I'm trying to sketch the function $$f(x)=\frac{\ln(5x^2+x)}{2-3x}$$ .
When I do the first derivative I get $$\frac{d}{dx}\bigg(\frac{\ln(5 x^2 + x)}{2 - 3 x}\bigg) = \frac{10 x + 1}{(2 - 3 x) (5 x^2 + x)}+\frac{3\ln(5 x^2 + x)}{(2 - 3 x)^2}$$ .
Then I wanted to solve the inequality $ f'(x)>0 $ (where $f'(x)$ is the first derivative) to see if there is any max/min point, and then i would like to solve $ f''(x)>0 $ to see if the concavity is convex or concave.
The problem is i couldn't solve both $ f'(x)>0 $ and $ f''(x)>0 $ .
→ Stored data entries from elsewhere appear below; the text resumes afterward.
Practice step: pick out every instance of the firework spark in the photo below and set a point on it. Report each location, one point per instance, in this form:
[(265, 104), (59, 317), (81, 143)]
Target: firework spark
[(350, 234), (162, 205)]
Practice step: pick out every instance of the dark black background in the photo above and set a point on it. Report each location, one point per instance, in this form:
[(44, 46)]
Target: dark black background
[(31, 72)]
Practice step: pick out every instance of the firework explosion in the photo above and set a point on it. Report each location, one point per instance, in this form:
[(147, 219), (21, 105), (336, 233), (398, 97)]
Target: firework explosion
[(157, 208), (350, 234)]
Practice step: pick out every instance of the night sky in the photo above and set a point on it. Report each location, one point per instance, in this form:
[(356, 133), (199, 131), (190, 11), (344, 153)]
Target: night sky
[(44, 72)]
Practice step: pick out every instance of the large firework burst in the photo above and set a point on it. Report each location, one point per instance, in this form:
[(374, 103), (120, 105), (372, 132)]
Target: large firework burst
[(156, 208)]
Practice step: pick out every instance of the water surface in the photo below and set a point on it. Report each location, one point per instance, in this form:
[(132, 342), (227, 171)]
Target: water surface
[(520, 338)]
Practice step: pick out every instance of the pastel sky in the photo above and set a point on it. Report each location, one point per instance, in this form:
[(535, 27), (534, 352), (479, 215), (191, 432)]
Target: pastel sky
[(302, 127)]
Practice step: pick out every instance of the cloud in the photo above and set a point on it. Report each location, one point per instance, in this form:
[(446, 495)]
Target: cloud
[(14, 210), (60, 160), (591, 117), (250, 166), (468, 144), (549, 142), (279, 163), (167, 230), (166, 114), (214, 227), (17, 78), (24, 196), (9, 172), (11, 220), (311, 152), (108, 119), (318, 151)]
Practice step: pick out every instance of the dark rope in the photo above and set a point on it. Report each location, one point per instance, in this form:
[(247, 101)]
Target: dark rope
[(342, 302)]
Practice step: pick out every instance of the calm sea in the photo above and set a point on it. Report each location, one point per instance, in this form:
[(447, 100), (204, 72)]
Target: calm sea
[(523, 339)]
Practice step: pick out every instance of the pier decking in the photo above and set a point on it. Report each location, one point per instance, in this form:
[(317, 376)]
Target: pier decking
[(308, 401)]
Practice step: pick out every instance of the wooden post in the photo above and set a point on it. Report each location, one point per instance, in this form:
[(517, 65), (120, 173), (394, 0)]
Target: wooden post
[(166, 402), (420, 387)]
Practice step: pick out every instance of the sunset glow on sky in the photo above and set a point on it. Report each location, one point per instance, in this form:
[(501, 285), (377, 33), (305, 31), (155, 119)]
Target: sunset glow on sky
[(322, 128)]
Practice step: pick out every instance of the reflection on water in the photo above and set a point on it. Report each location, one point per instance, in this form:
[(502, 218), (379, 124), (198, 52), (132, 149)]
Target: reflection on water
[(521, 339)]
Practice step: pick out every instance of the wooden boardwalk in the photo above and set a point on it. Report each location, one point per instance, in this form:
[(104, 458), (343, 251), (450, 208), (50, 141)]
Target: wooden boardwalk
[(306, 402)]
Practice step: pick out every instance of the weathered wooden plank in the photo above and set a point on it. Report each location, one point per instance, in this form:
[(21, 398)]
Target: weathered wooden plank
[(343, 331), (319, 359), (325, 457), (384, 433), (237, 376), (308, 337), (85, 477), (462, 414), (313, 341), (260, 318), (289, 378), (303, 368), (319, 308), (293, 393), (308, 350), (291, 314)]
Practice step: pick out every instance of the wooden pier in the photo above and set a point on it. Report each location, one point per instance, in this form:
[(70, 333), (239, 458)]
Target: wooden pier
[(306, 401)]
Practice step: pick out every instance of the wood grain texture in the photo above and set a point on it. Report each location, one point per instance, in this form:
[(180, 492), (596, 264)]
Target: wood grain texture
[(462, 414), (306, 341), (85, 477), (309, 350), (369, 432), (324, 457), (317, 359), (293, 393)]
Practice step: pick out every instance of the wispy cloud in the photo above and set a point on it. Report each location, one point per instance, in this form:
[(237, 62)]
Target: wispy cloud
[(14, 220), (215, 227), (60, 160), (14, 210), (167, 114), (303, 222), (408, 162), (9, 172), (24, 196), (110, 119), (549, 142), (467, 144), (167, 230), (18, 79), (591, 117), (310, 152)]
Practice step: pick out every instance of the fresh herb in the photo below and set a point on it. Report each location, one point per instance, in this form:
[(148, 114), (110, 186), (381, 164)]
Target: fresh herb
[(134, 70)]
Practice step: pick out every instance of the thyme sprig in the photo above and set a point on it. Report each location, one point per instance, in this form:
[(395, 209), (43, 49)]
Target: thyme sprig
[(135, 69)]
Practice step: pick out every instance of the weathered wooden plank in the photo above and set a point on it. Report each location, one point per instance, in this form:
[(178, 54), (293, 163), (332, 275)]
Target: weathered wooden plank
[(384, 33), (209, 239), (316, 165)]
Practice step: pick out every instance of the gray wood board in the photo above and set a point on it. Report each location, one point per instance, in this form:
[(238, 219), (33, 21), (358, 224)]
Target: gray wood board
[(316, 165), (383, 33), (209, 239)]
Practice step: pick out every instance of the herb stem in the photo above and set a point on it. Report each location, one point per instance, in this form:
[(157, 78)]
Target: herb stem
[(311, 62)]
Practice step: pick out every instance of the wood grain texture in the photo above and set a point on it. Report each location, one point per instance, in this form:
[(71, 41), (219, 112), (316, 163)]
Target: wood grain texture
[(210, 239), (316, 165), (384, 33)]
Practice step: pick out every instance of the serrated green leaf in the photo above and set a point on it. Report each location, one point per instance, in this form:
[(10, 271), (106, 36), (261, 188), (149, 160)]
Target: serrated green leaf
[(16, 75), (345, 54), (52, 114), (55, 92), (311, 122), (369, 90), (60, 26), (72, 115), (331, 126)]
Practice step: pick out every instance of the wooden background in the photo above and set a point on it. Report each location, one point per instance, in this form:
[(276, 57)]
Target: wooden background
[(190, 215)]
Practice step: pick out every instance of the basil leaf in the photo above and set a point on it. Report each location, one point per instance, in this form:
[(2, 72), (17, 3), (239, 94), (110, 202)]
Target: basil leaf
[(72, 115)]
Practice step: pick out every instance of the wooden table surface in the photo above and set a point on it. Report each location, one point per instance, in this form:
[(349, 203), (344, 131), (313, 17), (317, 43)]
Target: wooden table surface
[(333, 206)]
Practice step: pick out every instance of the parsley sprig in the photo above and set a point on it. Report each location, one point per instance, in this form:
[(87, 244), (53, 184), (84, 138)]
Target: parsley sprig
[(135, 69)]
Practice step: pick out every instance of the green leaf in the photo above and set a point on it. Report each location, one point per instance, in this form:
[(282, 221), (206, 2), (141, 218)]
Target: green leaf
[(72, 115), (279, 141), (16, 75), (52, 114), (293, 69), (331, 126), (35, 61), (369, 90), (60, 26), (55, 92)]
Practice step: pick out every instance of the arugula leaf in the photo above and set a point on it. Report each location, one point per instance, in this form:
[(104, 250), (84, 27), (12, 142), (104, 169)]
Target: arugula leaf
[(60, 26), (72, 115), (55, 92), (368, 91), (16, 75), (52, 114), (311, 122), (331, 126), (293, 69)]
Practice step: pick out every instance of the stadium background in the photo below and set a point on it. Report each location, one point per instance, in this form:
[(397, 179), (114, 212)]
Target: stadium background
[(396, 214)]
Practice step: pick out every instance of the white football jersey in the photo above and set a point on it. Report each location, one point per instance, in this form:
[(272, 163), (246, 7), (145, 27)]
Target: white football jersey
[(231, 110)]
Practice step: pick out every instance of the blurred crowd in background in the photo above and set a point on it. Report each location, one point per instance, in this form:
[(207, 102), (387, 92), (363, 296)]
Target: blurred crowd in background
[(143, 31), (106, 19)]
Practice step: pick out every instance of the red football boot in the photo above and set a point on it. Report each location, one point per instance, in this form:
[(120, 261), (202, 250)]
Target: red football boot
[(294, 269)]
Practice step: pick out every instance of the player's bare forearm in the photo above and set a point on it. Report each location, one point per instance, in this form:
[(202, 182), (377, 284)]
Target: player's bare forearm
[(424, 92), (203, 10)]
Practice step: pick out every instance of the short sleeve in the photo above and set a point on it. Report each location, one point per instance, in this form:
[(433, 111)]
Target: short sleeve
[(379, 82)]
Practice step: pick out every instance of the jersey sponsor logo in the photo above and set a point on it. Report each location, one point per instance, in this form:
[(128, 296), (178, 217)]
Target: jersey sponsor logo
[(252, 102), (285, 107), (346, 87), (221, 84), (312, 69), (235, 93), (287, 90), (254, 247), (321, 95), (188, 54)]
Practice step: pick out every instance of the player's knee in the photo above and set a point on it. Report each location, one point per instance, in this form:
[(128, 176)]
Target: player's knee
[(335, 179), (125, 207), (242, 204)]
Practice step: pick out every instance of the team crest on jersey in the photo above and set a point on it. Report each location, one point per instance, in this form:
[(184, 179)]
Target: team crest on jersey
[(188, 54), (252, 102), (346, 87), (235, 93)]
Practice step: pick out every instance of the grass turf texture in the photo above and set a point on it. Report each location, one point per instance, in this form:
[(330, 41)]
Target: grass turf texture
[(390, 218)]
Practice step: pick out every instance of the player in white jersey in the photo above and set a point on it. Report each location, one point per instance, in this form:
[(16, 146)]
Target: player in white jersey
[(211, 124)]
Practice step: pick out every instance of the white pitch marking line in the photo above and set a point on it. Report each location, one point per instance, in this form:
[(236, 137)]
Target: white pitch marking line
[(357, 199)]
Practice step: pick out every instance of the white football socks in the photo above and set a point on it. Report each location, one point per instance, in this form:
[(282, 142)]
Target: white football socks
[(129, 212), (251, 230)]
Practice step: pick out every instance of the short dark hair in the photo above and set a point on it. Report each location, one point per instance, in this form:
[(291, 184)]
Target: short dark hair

It's 3 days I'm looking for a way to solve it and I understood that it is a Transcendental Function and that there are some way to approximate a solution with e.g. Newton's Method (which is pretty cool), but it is a bit convoluted since i should also find the third derivative in order to solve the second derivative inequality.
My question is: Is there an easy way to find max, min and concavity of a function where its first and second derivative are Transcendental functions?
Thanks for any hint